When you're from Buffalo, New York, you get to know snow. I was there when six feet fell in five days. I was there when one foot fell in one hour-rush hour, conveniently-paralyzing the city and creating instant icy hell. As a wee lad, I lived through the ferocious Blizzard of '77. And while I hate snow, the word "blizzard" has always appealed to me. This vivid, visceral, and distinctly American word has a history as deep as a snow drift.

Originally, "blizzard" involved no snow, wind chill, or wintry conditions at all. The Oxford English Dictionary records it as an early 18th century word for a sharp, violent blow, first found in 1829. As is often the case, the origin is unclear; it probably has some relation to words like "blow," "blast," "blister," and "bluster." The Century Dictionary suggests it's an alteration of "blazer" and provides a definition a little more in tune with the current sense: "A general discharge of guns; a rattling volley; a general; blazing away'." The Century also notes that "blizzard" meant verbal as well as physical violence: "Figuratively, a volley; a sudden (oratorical) attack; an overwhelming retort." That seems to be the meaning here: "A gentleman at dinner asked me for a toast; and supposing he meant to have some fun at my expense, I concluded to go ahead, and give him and his likes a blizzard" (1834).

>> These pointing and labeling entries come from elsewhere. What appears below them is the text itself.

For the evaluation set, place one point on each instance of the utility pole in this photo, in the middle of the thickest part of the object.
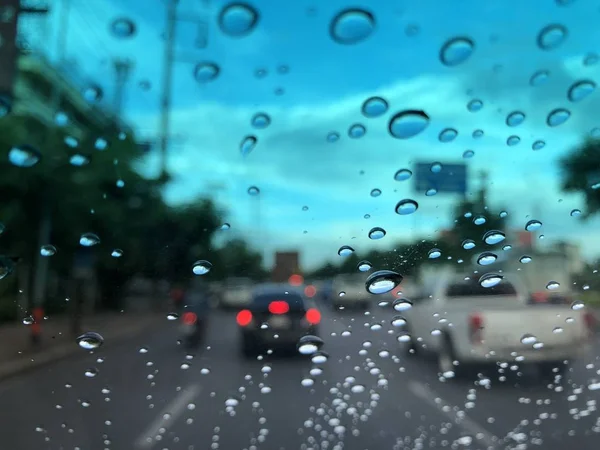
(123, 70)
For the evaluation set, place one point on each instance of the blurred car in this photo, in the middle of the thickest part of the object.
(465, 324)
(276, 317)
(236, 293)
(349, 291)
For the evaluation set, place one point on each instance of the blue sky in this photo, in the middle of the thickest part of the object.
(326, 84)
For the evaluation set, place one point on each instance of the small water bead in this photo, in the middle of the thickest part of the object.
(345, 250)
(515, 118)
(580, 90)
(374, 107)
(402, 175)
(201, 267)
(382, 281)
(447, 135)
(351, 26)
(456, 51)
(238, 19)
(407, 124)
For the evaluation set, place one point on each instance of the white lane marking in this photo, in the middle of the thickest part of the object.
(428, 395)
(174, 409)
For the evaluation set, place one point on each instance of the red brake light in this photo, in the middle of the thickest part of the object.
(189, 318)
(475, 328)
(313, 316)
(244, 317)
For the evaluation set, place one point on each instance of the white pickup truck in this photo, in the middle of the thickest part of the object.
(465, 324)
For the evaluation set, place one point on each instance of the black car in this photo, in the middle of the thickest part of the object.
(276, 317)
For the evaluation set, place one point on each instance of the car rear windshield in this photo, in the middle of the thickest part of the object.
(476, 290)
(262, 301)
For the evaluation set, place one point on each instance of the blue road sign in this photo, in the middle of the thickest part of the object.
(449, 178)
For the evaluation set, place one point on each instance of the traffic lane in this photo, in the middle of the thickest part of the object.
(560, 415)
(69, 409)
(354, 400)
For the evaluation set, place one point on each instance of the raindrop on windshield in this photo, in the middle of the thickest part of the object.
(89, 240)
(201, 267)
(351, 26)
(551, 36)
(407, 124)
(406, 206)
(456, 51)
(238, 19)
(382, 281)
(90, 340)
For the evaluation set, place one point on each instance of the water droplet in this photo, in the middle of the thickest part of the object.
(493, 237)
(557, 117)
(406, 206)
(479, 220)
(357, 131)
(540, 77)
(407, 124)
(382, 281)
(515, 118)
(122, 28)
(447, 135)
(364, 266)
(238, 19)
(260, 121)
(434, 253)
(206, 71)
(538, 145)
(309, 344)
(486, 258)
(475, 105)
(248, 144)
(376, 233)
(580, 90)
(490, 280)
(374, 107)
(528, 339)
(91, 372)
(351, 26)
(345, 250)
(533, 225)
(90, 340)
(456, 51)
(551, 36)
(402, 175)
(468, 244)
(89, 240)
(577, 305)
(402, 304)
(201, 267)
(513, 140)
(24, 156)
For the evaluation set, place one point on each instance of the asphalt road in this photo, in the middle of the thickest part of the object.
(165, 399)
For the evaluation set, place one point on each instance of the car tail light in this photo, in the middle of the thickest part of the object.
(244, 317)
(278, 307)
(189, 318)
(475, 328)
(313, 316)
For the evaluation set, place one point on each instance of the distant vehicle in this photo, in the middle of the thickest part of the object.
(349, 291)
(277, 317)
(465, 324)
(236, 293)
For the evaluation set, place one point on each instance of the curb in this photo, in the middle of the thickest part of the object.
(60, 352)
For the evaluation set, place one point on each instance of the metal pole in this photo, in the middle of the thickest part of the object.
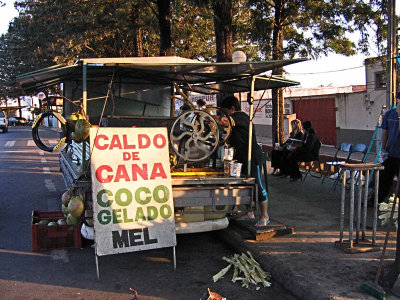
(251, 113)
(375, 212)
(391, 46)
(366, 184)
(84, 88)
(342, 204)
(359, 183)
(353, 173)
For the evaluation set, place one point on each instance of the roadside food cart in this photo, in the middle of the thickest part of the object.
(142, 92)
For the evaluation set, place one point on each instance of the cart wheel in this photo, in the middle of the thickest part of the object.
(194, 135)
(224, 132)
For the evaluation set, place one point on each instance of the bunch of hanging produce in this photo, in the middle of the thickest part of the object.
(72, 206)
(245, 269)
(79, 127)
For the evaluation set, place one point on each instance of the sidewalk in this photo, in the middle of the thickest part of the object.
(307, 262)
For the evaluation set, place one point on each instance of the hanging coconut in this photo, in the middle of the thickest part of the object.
(72, 119)
(82, 130)
(76, 206)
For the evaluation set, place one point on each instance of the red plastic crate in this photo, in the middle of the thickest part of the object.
(54, 237)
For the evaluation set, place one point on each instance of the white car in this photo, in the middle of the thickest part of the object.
(3, 121)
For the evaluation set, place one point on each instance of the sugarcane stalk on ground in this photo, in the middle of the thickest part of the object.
(245, 269)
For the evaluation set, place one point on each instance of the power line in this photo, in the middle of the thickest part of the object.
(325, 72)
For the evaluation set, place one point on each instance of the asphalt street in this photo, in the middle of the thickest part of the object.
(30, 179)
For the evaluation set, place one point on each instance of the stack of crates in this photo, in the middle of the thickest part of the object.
(46, 237)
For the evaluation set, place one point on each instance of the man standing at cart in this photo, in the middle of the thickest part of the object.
(239, 140)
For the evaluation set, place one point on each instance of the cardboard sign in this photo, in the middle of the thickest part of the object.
(132, 194)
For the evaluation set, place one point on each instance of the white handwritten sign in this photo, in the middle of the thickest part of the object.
(132, 194)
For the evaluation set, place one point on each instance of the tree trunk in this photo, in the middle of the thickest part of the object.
(223, 29)
(137, 31)
(278, 129)
(164, 22)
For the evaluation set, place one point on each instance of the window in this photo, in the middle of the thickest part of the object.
(380, 80)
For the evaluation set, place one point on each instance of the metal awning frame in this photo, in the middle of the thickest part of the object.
(194, 76)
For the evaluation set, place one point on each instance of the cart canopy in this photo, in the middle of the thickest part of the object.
(196, 76)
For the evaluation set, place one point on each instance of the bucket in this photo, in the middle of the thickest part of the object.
(228, 153)
(236, 168)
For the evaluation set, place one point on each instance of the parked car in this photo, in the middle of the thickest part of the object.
(14, 121)
(3, 121)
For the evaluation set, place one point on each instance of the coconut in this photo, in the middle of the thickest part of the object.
(43, 222)
(61, 222)
(82, 130)
(65, 197)
(71, 120)
(71, 220)
(64, 209)
(76, 206)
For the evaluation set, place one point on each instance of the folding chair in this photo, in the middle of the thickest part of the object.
(357, 148)
(344, 149)
(311, 165)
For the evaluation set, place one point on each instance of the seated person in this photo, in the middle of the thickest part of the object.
(279, 155)
(308, 151)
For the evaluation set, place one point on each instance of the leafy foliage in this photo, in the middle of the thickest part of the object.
(60, 31)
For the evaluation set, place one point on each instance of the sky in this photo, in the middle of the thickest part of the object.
(333, 70)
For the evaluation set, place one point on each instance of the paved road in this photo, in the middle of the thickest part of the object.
(30, 180)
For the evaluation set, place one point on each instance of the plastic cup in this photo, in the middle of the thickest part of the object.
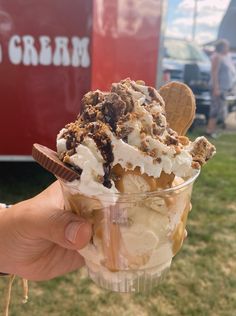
(135, 236)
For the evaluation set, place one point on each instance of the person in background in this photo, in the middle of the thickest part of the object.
(222, 79)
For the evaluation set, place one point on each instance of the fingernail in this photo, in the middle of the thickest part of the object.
(72, 230)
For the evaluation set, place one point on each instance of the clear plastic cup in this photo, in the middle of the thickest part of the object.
(135, 236)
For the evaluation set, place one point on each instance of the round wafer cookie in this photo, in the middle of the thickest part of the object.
(180, 106)
(49, 160)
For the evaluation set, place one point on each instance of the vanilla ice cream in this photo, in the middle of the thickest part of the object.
(134, 181)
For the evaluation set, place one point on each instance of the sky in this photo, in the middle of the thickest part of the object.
(180, 18)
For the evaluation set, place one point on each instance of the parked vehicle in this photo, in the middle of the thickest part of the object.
(185, 61)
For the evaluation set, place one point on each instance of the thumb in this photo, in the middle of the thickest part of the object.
(61, 227)
(67, 230)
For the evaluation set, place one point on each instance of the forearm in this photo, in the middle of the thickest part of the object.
(9, 236)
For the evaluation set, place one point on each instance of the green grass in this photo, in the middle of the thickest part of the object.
(202, 280)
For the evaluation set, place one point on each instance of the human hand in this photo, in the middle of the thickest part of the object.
(39, 239)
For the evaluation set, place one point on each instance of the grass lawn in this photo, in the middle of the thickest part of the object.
(202, 280)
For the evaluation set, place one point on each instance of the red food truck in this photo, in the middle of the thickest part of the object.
(52, 52)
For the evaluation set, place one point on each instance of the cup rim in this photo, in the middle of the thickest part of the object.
(159, 192)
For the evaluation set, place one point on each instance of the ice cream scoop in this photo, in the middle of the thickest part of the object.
(129, 171)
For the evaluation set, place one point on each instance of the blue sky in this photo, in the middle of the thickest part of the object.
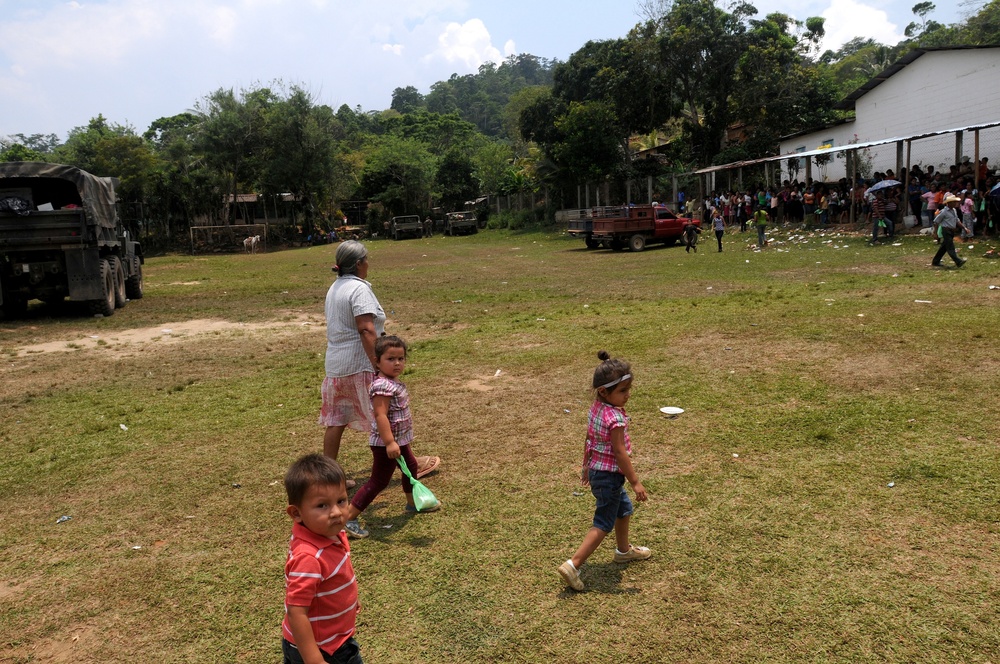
(63, 62)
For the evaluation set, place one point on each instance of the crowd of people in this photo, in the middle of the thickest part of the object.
(879, 201)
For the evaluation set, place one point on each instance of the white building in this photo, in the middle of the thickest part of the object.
(936, 91)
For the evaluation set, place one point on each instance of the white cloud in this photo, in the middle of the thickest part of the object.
(847, 19)
(468, 44)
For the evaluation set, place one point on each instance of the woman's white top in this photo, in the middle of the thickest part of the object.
(349, 296)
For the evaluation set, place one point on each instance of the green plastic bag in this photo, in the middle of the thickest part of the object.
(423, 499)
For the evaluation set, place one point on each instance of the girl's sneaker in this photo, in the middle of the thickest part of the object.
(633, 553)
(571, 575)
(354, 530)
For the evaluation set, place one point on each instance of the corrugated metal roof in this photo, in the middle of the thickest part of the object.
(847, 147)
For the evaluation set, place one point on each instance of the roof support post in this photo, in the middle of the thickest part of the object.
(975, 163)
(854, 182)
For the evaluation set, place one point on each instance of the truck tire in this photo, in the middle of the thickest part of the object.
(105, 306)
(133, 285)
(118, 272)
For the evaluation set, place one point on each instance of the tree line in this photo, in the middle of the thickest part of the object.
(704, 83)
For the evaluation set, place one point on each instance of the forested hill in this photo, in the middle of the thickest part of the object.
(481, 98)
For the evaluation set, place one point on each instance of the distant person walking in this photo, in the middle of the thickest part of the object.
(607, 464)
(719, 226)
(691, 232)
(948, 223)
(760, 221)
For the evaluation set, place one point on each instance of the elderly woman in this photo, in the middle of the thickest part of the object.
(354, 319)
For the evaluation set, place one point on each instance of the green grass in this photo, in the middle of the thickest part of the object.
(810, 377)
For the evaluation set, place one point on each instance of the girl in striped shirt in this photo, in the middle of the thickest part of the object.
(607, 463)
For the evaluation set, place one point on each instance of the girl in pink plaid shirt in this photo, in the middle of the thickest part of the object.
(607, 463)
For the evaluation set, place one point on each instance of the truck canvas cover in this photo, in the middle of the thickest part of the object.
(97, 194)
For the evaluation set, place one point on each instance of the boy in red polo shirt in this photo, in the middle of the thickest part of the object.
(321, 592)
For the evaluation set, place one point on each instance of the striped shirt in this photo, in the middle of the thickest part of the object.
(349, 296)
(603, 419)
(400, 419)
(319, 575)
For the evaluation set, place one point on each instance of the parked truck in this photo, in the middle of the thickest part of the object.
(60, 236)
(460, 222)
(579, 223)
(635, 226)
(409, 224)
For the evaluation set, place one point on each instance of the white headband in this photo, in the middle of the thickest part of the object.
(615, 382)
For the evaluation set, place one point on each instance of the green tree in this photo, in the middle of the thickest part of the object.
(455, 182)
(18, 152)
(399, 174)
(406, 100)
(299, 150)
(231, 139)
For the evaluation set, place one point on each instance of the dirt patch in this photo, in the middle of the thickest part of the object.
(167, 334)
(67, 646)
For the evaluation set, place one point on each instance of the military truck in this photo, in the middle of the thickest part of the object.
(60, 236)
(460, 222)
(409, 224)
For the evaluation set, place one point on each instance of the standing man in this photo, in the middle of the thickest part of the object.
(949, 223)
(760, 221)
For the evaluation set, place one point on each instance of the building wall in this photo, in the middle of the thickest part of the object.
(940, 90)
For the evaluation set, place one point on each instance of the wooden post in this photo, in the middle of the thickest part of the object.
(975, 162)
(854, 182)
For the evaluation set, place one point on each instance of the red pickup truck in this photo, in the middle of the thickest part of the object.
(635, 226)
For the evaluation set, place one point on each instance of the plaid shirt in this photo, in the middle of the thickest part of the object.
(603, 418)
(400, 419)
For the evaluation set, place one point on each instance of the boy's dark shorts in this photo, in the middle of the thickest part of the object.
(349, 653)
(613, 502)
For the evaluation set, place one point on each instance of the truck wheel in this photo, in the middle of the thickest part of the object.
(133, 285)
(118, 272)
(105, 306)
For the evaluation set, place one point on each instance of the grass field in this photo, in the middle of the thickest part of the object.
(830, 494)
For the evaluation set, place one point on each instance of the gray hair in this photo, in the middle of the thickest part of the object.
(349, 255)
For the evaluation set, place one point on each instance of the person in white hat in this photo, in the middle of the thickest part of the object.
(949, 223)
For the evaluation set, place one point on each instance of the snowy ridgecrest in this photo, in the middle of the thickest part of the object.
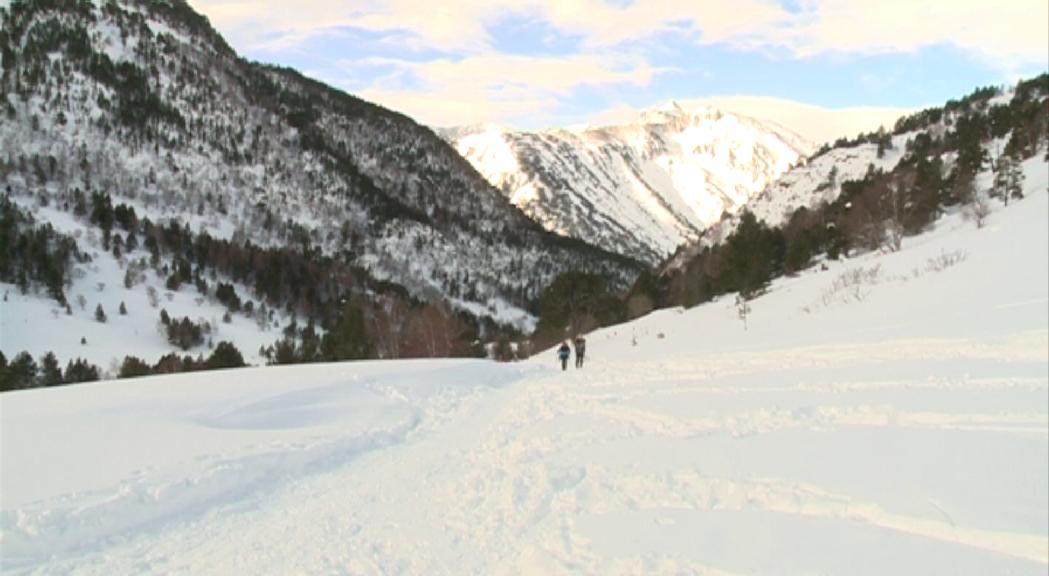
(886, 416)
(145, 103)
(640, 189)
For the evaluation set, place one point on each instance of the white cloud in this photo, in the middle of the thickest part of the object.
(494, 87)
(1008, 33)
(1005, 33)
(475, 83)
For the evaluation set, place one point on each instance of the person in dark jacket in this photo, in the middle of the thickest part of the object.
(580, 350)
(562, 354)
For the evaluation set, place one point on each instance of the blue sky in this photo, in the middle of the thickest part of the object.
(534, 63)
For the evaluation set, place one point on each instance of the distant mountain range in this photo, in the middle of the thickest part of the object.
(639, 189)
(146, 103)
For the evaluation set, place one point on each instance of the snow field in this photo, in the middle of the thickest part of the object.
(899, 425)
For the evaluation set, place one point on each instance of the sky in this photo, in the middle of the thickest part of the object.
(539, 63)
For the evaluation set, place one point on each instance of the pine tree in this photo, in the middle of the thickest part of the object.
(225, 356)
(1014, 179)
(81, 370)
(21, 372)
(50, 372)
(132, 367)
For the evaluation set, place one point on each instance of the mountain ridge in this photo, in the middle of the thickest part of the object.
(639, 189)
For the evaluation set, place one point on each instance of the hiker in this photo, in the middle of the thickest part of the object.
(580, 344)
(562, 354)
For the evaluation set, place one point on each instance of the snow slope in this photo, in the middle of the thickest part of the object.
(898, 424)
(642, 188)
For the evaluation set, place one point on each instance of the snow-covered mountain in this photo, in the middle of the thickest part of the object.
(136, 105)
(639, 189)
(886, 416)
(919, 161)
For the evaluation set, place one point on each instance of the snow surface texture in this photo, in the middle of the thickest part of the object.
(640, 189)
(886, 416)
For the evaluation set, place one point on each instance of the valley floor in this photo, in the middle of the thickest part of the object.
(887, 416)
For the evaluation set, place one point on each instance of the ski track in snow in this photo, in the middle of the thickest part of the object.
(905, 432)
(548, 465)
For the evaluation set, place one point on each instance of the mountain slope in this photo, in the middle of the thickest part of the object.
(640, 189)
(905, 431)
(865, 193)
(142, 105)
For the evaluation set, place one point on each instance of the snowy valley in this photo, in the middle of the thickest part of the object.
(889, 414)
(640, 189)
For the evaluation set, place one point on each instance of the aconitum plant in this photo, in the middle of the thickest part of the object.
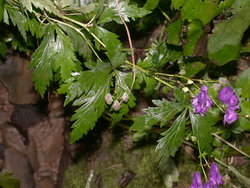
(202, 102)
(228, 97)
(215, 178)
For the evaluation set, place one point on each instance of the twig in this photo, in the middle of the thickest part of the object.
(130, 44)
(232, 146)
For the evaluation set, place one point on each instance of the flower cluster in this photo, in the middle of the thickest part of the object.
(215, 178)
(117, 103)
(202, 102)
(228, 97)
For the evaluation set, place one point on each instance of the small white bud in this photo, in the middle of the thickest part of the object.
(223, 81)
(185, 89)
(125, 97)
(116, 105)
(190, 82)
(216, 87)
(109, 98)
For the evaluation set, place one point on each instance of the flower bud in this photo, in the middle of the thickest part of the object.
(216, 87)
(116, 105)
(227, 96)
(109, 98)
(230, 116)
(125, 97)
(202, 102)
(223, 81)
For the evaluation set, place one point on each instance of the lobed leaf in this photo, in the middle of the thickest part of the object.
(225, 43)
(164, 112)
(55, 54)
(92, 103)
(172, 139)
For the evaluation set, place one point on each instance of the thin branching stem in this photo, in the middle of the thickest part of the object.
(130, 44)
(232, 146)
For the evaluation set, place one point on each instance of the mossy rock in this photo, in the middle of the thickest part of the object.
(115, 166)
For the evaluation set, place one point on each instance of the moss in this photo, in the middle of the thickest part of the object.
(111, 162)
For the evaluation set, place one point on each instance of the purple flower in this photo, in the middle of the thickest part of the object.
(227, 96)
(116, 105)
(202, 102)
(209, 185)
(109, 98)
(215, 178)
(196, 181)
(230, 116)
(125, 97)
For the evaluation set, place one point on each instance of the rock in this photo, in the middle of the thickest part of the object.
(46, 149)
(6, 108)
(16, 76)
(15, 157)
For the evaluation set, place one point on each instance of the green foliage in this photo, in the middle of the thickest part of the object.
(192, 68)
(55, 54)
(126, 11)
(164, 112)
(123, 82)
(243, 82)
(151, 4)
(87, 90)
(1, 9)
(224, 45)
(172, 139)
(195, 30)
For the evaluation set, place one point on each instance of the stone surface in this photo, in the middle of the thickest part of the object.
(15, 75)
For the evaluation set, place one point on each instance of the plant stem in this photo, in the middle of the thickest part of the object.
(130, 45)
(200, 157)
(232, 146)
(85, 26)
(78, 31)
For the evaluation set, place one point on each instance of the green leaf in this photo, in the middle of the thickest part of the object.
(113, 46)
(19, 20)
(34, 27)
(95, 84)
(7, 181)
(225, 43)
(54, 54)
(1, 9)
(238, 5)
(122, 85)
(41, 4)
(243, 82)
(3, 49)
(198, 9)
(174, 30)
(192, 68)
(195, 31)
(151, 4)
(178, 4)
(172, 139)
(202, 127)
(78, 42)
(164, 112)
(170, 173)
(125, 10)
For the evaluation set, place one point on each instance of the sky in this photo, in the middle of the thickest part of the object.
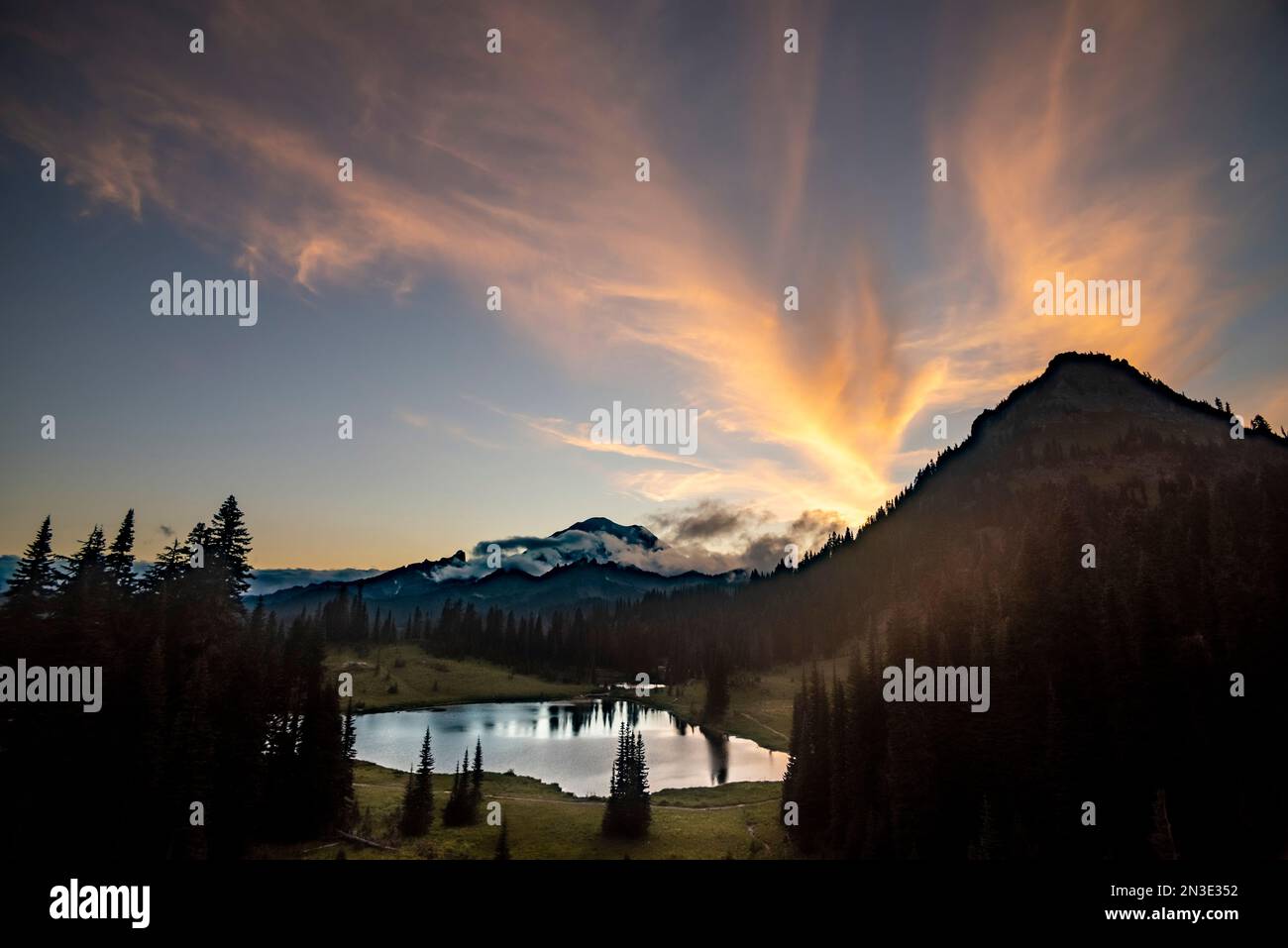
(518, 170)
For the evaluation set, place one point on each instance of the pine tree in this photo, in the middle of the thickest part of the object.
(168, 565)
(232, 548)
(502, 844)
(35, 579)
(629, 805)
(120, 557)
(417, 813)
(477, 773)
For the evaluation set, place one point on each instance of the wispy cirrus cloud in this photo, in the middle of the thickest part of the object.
(516, 170)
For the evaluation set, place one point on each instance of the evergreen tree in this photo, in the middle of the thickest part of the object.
(629, 809)
(477, 773)
(417, 813)
(232, 548)
(35, 579)
(120, 557)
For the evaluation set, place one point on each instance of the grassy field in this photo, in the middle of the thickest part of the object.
(395, 677)
(737, 820)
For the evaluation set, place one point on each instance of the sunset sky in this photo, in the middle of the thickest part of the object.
(518, 170)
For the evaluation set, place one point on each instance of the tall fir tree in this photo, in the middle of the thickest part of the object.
(35, 579)
(232, 548)
(120, 557)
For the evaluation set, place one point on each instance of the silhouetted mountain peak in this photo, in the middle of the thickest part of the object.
(632, 535)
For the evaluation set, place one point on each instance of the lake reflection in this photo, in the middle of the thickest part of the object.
(570, 743)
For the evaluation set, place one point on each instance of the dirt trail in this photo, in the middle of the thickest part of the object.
(600, 802)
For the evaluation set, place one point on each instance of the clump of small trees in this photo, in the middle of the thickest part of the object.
(629, 805)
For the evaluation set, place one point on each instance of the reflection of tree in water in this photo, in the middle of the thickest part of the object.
(717, 746)
(634, 714)
(580, 716)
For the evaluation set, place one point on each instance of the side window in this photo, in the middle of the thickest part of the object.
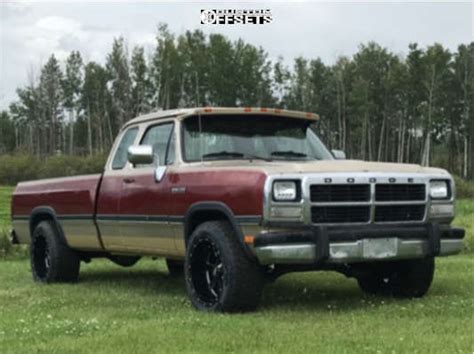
(120, 158)
(161, 137)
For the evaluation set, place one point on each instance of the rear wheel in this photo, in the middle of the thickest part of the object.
(51, 258)
(410, 278)
(219, 276)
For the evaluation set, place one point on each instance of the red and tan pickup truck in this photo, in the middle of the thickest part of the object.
(235, 196)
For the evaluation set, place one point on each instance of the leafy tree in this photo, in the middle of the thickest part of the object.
(51, 96)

The current meaning started to emerge as early as 1859, but it took the nasty winter of 1880 and 1881 to establish "blizzard" as a common word for a storm. The severity of that season is discussed in Herbert Samuel Schell's History of South Dakota: "The winter of 1880-1881 often has been called ‘the hard winter.' A blizzard occurred as early as October, and although most of this early snow disappeared, heavy precipitation throughout the winter resulted in an accumulation of more than eleven feet of snow in many communities." Yeesh! Even on the ice planet Hoth, eleven feet would get your attention.

An 1881 OED quotation on the emergence of the term is just like contemporary articles in which writers speculate on the staying power of terms like "staycation" or "man-cession": "The hard weather has called into use a word which promises to become a national Americanism, namely ‘blizzard'. It designates a storm (of snow and wind) which men cannot resist away from shelter." I have to say I enjoyed the OED's definition of this sense: "A furious blast of frost-wind and blinding snow, in which man and beast frequently perish." They don't make definitions like that anymore.

Though "blizzard" began its lexical life in folksy fashion, it does have a technical meaning for meteorologists. The National Weather Service defines a blizzard as: "1. Sustained wind speeds of 35 mph or more, or frequent gusts to 35 mph or greater; 2. Considerable falling and/or blowing snow that reduces visibility frequently to 1/4 mile or less." All that blowing and swirling wind is why you often hear about a "whiteout"-a word synonymous with "blizzard" since the 1940's.

Words rarely stop evolving, and just as "blizzard" morphed from a sharp blow to a huge storm, it has continued to spread its snowy wings in metaphorical directions. With snow-like stuff, the metaphor is an easy fit, as here in 1947: "Confetti and torn paper blizzarded down on 2,000 American Navy men today as they marched through Sydney's streets." A 2001 quote shows the metaphor is pretty stretchy: "The proliferation of emails, blizzarding in, brings a daily dilemma: to save or delete?" My favorite example comes from word-collecting poet/conceptual artist Kenneth Goldsmith, who recorded every word he spoke for a week in 1997, culminating in the book/installation piece Soliloquy. The epigram was "If every word spoken in New York City daily were somehow to materialize as a snowflake, each day there would be a blizzard."

Horrible as a blizzard is, the word is a classic Americanism and a great example of how slang meanings can join standard English. As slang-master Michael Adams puts it, "To travel among ephemeral American English and the conversational grammar that accompanies it is simply to participate broadly and deeply in American culture, here and now." With language as well as snow, sometimes it sticks and sometimes it doesn't.